Rheumatoid Arthritis (RA) patients tend to have lower total cholesterol levels and a higher risk for heart disease. Known as the Lipid Paradox, the conundrum may be closer to a solution thanks to the work of North Carolina researchers. Their recent study suggested that a lack of physical exercise is the explanation for this contradiction to common wisdom about fat and the risks for heart disease.

“We identified intriguing associations for basal or minimal physical activity and exercise time with lipoprotein parameters suggestive that a large part of the RA lipid profile is mediated by a lack of physical of activity,” Kim M. Huffman MD, PhD and her colleagues wrote. Huffman (pictured) is an associate professor of medicine at Duke University School of Medicine’s Molecular Physiology Institute. Other co-authors were from Duke, the University of North Carolina at Chapel Hill and LabCorp-Raleigh.

The fewer total particles of HDL, the “good cholesterol”, and less small-particle HDL also was associated with RA patients with low amounts of exercise, the study said. “To our knowledge, this is the first report” suggesting such an association, the study added. “Further, fewer small HDL concentrations were associated with pain and disability.”

Patients who were more active were more likely to have less “typical inflammatory dyslipidemia than is observed in RA patients. These lipoprotein changes may be mediated by anti-inflammatory effects of exercise,” the study said. Positive changes in lipoproteins also were associated with treatment with RA medications such as TNF-alpha agents and IL-6 receptor antagonists. “Concomitant HDL function improvements suggest these shifts are atheroprotective,” the study added.

People with RA have a two to three times increased risk of heart disease, the study noted. Their risk factors included inflammation, overweight, metabolic syndrome and type2 diabetes. However, their lipid profile is the opposite of the one typically seen in people with an elevated risk, the study noted. The authors hypothesized that “the changes observed in the ‘lipid paradox’ are less related to metabolic syndrome risk factors and more related to a lack of physical activity as a result of increased disease activity pain and inflammation.”

The researchers reached these conclusions by measuring NMR lipoproteins in 50 RA patients and 39 matched controls along with 11 additional RA subjects. Relationships among RA patients and inactivity or exercise along with other variables, such as age and overweight, also were measured.
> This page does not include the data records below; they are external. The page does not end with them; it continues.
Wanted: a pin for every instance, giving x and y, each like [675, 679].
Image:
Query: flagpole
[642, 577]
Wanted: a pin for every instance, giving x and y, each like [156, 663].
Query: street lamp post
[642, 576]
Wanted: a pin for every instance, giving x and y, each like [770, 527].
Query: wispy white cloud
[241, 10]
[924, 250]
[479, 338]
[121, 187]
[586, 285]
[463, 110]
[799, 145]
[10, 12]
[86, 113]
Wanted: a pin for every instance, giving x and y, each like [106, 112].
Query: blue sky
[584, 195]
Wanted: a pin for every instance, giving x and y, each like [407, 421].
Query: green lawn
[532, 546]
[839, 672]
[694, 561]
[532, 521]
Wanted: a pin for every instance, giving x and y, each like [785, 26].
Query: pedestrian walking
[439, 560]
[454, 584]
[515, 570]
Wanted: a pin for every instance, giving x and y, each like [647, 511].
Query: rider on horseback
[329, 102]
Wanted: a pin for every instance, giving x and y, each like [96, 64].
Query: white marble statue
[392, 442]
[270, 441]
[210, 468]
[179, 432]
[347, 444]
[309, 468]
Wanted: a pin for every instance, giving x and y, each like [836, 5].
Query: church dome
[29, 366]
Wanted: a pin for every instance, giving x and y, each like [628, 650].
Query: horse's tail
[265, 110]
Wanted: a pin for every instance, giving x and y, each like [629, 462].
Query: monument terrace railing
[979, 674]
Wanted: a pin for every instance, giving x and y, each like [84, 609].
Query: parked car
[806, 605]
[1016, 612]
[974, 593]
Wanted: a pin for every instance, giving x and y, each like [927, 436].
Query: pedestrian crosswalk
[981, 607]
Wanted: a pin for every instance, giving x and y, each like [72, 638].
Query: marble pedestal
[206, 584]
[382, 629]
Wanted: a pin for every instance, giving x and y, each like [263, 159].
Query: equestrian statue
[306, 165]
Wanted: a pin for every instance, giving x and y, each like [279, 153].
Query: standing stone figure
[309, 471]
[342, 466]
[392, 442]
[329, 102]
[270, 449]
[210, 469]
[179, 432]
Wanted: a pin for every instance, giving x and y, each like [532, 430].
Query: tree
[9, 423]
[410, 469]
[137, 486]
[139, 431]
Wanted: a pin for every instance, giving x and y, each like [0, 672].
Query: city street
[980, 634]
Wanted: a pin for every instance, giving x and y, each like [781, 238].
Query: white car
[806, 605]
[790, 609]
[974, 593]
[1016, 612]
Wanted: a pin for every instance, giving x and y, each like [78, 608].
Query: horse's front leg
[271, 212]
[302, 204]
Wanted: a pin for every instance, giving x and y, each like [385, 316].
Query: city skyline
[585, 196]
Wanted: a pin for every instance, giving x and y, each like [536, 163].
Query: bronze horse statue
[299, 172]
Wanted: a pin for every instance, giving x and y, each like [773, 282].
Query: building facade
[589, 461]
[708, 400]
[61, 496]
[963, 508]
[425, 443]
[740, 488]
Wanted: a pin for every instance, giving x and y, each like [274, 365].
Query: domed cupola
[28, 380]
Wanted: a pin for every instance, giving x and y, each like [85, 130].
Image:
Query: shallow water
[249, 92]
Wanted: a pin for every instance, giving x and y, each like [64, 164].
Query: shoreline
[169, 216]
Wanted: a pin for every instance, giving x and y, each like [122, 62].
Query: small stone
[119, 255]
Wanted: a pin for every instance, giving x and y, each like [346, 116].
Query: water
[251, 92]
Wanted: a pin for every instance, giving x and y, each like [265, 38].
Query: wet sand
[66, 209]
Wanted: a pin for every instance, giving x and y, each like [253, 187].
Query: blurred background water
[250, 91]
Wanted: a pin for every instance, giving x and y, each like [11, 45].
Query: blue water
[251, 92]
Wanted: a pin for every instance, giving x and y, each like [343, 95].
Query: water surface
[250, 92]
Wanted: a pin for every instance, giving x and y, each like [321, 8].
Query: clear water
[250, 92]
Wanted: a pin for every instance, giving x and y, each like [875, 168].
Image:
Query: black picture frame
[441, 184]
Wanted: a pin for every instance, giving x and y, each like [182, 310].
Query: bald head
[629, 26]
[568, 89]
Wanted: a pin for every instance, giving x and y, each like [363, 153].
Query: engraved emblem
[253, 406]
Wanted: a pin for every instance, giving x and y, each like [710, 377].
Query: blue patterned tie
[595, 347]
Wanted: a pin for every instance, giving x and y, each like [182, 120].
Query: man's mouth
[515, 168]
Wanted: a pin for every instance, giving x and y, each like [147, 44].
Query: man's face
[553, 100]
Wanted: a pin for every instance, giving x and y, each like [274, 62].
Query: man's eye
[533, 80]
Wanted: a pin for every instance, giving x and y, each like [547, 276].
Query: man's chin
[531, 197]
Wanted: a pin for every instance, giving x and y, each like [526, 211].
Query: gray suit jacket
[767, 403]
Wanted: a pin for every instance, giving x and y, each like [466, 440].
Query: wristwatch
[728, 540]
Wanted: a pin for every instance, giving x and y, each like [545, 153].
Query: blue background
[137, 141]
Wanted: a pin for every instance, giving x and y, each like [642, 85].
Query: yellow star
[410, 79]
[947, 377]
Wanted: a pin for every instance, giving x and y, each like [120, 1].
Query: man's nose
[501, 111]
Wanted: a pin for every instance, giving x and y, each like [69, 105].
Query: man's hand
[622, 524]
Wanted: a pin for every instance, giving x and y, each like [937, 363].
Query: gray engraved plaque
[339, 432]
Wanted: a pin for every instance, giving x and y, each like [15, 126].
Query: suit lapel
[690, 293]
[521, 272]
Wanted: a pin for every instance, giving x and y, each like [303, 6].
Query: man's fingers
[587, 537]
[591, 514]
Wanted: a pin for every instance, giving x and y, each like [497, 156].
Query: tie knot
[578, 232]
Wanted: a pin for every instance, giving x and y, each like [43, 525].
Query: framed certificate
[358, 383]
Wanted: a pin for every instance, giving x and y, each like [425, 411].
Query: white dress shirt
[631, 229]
The study cautioned that because it was cross-sectional and small in size that it did not reach conclusions about causality. The results should be considered “preliminary and larger studies are needed to confirm these results,” the authors wrote. However, “These findings call for intervention studies in RA evaluating the impact of reduced sedentary time, in the setting of increased disability and pain, on lipoproteins and overall cardiometabolic health; they also call for research designed to understand the underlying mechanisms of these observed results.”

Does a lack of physical activity explain the rheumatoid arthritis lipid profile? was published in the February 10, 2017 issue of Lipids in Health and Disease.